Amazon planning ad-supported streaming video service separate from Prime

If cheaper than Netflix, will Amazon pull more users into its ecosystem?
Amazon Prime Instant Video

Amazon’s Instant Video offerings make its annual Prime membership even more appealing, but word is that the company has a separate video streaming option in the works to undercut Netflix.

The New York Post reports that Amazon intends to launch an ad-supported video streaming service, which will offer much of the same kind of content - hit TV shows and major films - but with advertisements running alongside all of it.

The trade-off for the adverts, naturally, is that Amazon can potentially offer the service at a lower subscription fee than a rival like Netflix. So while it won’t be a free service, the lure of saving a couple quid a month might pull many viewers into the fray.

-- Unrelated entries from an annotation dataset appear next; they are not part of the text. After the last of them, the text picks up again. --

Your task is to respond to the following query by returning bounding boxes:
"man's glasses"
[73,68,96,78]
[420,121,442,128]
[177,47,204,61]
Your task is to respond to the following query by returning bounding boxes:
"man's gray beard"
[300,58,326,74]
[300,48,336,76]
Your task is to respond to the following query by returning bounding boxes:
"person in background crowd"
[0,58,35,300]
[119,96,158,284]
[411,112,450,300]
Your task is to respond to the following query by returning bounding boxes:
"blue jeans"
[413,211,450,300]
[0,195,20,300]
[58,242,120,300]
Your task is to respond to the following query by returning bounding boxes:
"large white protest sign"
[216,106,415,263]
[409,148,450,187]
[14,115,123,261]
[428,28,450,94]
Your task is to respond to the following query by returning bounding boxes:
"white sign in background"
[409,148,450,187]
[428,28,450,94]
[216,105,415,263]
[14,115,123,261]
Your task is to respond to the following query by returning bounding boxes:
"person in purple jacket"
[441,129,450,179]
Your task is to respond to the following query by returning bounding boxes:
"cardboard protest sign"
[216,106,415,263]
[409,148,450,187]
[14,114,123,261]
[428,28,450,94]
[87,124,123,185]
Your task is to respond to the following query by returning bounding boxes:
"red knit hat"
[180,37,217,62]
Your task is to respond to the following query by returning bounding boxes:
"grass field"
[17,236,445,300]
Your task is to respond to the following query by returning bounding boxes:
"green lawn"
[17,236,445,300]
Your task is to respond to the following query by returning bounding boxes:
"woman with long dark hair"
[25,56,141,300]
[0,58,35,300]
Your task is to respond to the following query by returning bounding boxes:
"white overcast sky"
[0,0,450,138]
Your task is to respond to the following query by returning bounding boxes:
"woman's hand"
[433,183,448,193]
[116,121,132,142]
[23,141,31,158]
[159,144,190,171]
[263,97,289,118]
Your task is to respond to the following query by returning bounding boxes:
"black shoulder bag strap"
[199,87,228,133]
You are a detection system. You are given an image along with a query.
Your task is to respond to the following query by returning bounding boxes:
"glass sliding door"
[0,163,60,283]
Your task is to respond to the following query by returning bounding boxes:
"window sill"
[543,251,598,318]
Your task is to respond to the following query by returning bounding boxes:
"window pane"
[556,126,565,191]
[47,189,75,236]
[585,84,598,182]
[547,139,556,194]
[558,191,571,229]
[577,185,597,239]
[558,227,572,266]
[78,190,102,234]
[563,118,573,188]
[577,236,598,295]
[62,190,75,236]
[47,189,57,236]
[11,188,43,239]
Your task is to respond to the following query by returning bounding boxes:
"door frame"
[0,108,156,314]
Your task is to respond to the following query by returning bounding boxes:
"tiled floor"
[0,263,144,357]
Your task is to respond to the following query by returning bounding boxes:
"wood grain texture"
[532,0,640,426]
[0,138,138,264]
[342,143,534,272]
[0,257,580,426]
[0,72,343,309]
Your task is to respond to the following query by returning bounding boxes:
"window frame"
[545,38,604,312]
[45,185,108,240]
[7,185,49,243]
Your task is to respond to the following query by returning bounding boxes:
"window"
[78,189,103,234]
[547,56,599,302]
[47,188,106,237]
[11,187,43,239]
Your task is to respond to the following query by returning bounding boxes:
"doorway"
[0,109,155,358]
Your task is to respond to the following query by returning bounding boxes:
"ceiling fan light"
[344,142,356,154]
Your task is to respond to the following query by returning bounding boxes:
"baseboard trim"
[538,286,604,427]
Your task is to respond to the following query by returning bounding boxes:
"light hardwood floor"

Prime Instant Video (pictured) will continue on as-is, since it’s now a key component of the £79-yearly Prime membership, which bundles free two-day shipping and other included streaming media.

But really, the new service is eyed to ultimately help convert more people into Prime members, once they realize an ad-free option is available. And it’ll only help with sales of the Fire TV and Fire TV Stick, as well, and perhaps even Amazon’s Kindle Fire tablets.

According to the Post report, the service will launch in early 2015. And while an earlier report from this past spring was denied by Amazon, the Post’s sources say “it’s a definite go” now. Once pricing details emerge, we’ll have a better sense of how valuable such an offering could be.